Parallel partnerships with the voluntary sector can further remove affordability barriers. For example, collaboration with the Good Things Foundation’s National Databank who supplies data-enabled smartphones and tablets, and delivers free, community-based digital-skills courses to households that might otherwise remain offline. Together, navigators and third-sector schemes create the practical conditions under which accessible technology can achieve meaningful, equitable adoption.
5. Monitor
Post-launch, continuous equity monitoring is essential. Usage data, active log-ins, task completion rates, remote-monitoring adherence for example should be stratified by demographic information such as age band, deprivation quintile, preferred language, disability code and other relevant metrics.
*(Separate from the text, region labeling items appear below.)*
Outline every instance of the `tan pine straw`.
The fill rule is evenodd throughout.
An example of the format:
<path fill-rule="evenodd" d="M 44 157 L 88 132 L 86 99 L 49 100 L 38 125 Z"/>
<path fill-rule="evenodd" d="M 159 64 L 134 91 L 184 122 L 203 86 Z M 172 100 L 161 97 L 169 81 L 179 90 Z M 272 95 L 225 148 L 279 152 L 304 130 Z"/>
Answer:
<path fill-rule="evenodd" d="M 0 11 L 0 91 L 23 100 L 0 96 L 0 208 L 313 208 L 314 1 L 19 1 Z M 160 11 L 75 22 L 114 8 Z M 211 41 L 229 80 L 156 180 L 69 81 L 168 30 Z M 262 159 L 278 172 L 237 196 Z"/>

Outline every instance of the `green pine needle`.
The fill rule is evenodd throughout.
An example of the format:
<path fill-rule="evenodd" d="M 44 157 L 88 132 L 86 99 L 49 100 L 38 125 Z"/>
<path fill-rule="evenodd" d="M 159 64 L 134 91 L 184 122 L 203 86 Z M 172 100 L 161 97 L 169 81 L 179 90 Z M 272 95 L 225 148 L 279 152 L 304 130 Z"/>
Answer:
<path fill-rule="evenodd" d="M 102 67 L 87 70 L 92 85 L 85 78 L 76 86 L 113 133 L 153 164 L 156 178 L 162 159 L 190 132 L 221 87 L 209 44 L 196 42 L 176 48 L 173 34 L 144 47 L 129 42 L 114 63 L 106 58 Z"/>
Dashboards that flag statistically significant gaps should trigger a pre-defined remediation steps such as, rapid user-retesting, content review and revision, expanding skills coaching.
As healthcare digitisation accelerates, theres a need to reconsider design and deployment strategies to be better aligned around the needs of patients who are at a digital disadvantage. Through careful consideration of their needs, organisations can ensure that digital tools are improve health and clinical outcomes across every segment of the population and avoid widening existing disparities.